Interpretable-by-Design Text Understanding with Iteratively Generated Concept Bottleneck
This addresses the problem of interpretability in text classification for high-stakes domains, offering a novel framework with minimal performance tradeoffs.
The authors tackled the lack of interpretability in text classification for high-stakes domains by proposing Text Bottleneck Models (TBM), which predict categorical values for sparse concepts and use a linear layer for final predictions, achieving performance rivaling few-shot GPT-4 and finetuned DeBERTa on 12 datasets but falling short against finetuned GPT-3.5.
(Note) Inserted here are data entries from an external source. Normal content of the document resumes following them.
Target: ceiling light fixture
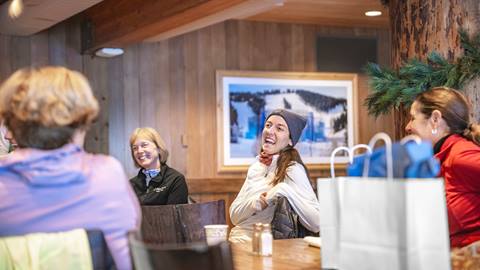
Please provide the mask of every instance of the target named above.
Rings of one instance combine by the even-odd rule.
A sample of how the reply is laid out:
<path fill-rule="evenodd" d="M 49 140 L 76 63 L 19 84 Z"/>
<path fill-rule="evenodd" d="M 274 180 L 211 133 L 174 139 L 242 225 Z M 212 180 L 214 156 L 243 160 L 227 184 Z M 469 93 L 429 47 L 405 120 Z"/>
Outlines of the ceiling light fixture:
<path fill-rule="evenodd" d="M 8 16 L 12 19 L 16 19 L 22 14 L 23 2 L 22 0 L 12 0 L 10 6 L 8 6 Z"/>
<path fill-rule="evenodd" d="M 98 57 L 112 58 L 123 54 L 121 48 L 101 48 L 95 51 L 95 55 Z"/>
<path fill-rule="evenodd" d="M 380 15 L 382 15 L 382 12 L 378 10 L 369 10 L 365 12 L 365 16 L 368 16 L 368 17 L 376 17 Z"/>

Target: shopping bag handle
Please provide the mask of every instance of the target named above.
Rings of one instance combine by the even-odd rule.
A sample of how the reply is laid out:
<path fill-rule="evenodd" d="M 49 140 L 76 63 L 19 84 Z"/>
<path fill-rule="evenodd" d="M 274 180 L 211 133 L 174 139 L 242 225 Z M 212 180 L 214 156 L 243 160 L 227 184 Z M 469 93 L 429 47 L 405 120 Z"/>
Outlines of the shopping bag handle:
<path fill-rule="evenodd" d="M 417 135 L 408 135 L 403 137 L 402 140 L 400 140 L 400 144 L 406 144 L 410 141 L 415 141 L 417 144 L 421 144 L 422 138 L 418 137 Z"/>
<path fill-rule="evenodd" d="M 392 151 L 392 139 L 388 136 L 387 133 L 379 132 L 375 134 L 368 146 L 373 149 L 375 144 L 383 140 L 385 142 L 385 159 L 387 160 L 387 179 L 393 179 L 393 151 Z M 363 166 L 363 177 L 368 177 L 368 170 L 370 169 L 370 157 L 371 153 L 365 156 L 365 164 Z"/>
<path fill-rule="evenodd" d="M 337 153 L 339 153 L 341 151 L 347 152 L 348 162 L 352 163 L 350 161 L 350 159 L 351 159 L 350 149 L 348 149 L 348 147 L 340 146 L 340 147 L 335 148 L 335 150 L 333 150 L 332 154 L 330 155 L 330 177 L 332 177 L 332 178 L 335 178 L 335 168 L 334 168 L 334 165 L 333 165 L 335 163 L 335 156 L 337 155 Z"/>
<path fill-rule="evenodd" d="M 335 178 L 334 163 L 335 163 L 335 156 L 337 155 L 337 153 L 341 152 L 341 151 L 347 152 L 348 162 L 350 164 L 352 164 L 353 163 L 353 157 L 354 157 L 355 151 L 357 149 L 366 149 L 366 151 L 368 153 L 370 153 L 370 154 L 372 153 L 372 149 L 366 144 L 357 144 L 357 145 L 353 146 L 352 148 L 348 148 L 348 147 L 345 147 L 345 146 L 340 146 L 340 147 L 335 148 L 335 150 L 333 150 L 332 154 L 330 155 L 330 176 L 331 176 L 331 178 Z"/>
<path fill-rule="evenodd" d="M 362 149 L 362 148 L 365 149 L 366 152 L 368 152 L 369 154 L 372 154 L 372 148 L 370 146 L 368 146 L 366 144 L 357 144 L 350 149 L 350 151 L 351 151 L 350 152 L 350 154 L 351 154 L 350 155 L 351 156 L 350 163 L 353 163 L 353 156 L 355 154 L 355 150 Z"/>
Black-box deep neural networks excel in text classification, yet their application in high-stakes domains is hindered by their lack of interpretability. To address this, we propose Text Bottleneck Models (TBM), an intrinsically interpretable text classification framework that offers both global and local explanations. Rather than directly predicting the output label, TBM predicts categorical values for a sparse set of salient concepts and uses a linear layer over those concept values to produce the final prediction. These concepts can be automatically discovered and measured by a Large Language Model (LLM) without the need for human curation. Experiments on 12 diverse text understanding datasets demonstrate that TBM can rival the performance of black-box baselines such as few-shot GPT-4 and finetuned DeBERTa while falling short against finetuned GPT-3.5. Comprehensive human evaluation validates that TBM can generate high-quality concepts relevant to the task, and the concept measurement aligns well with human judgments, suggesting that the predictions made by TBMs are interpretable. Overall, our findings suggest that TBM is a promising new framework that enhances interpretability with minimal performance tradeoffs.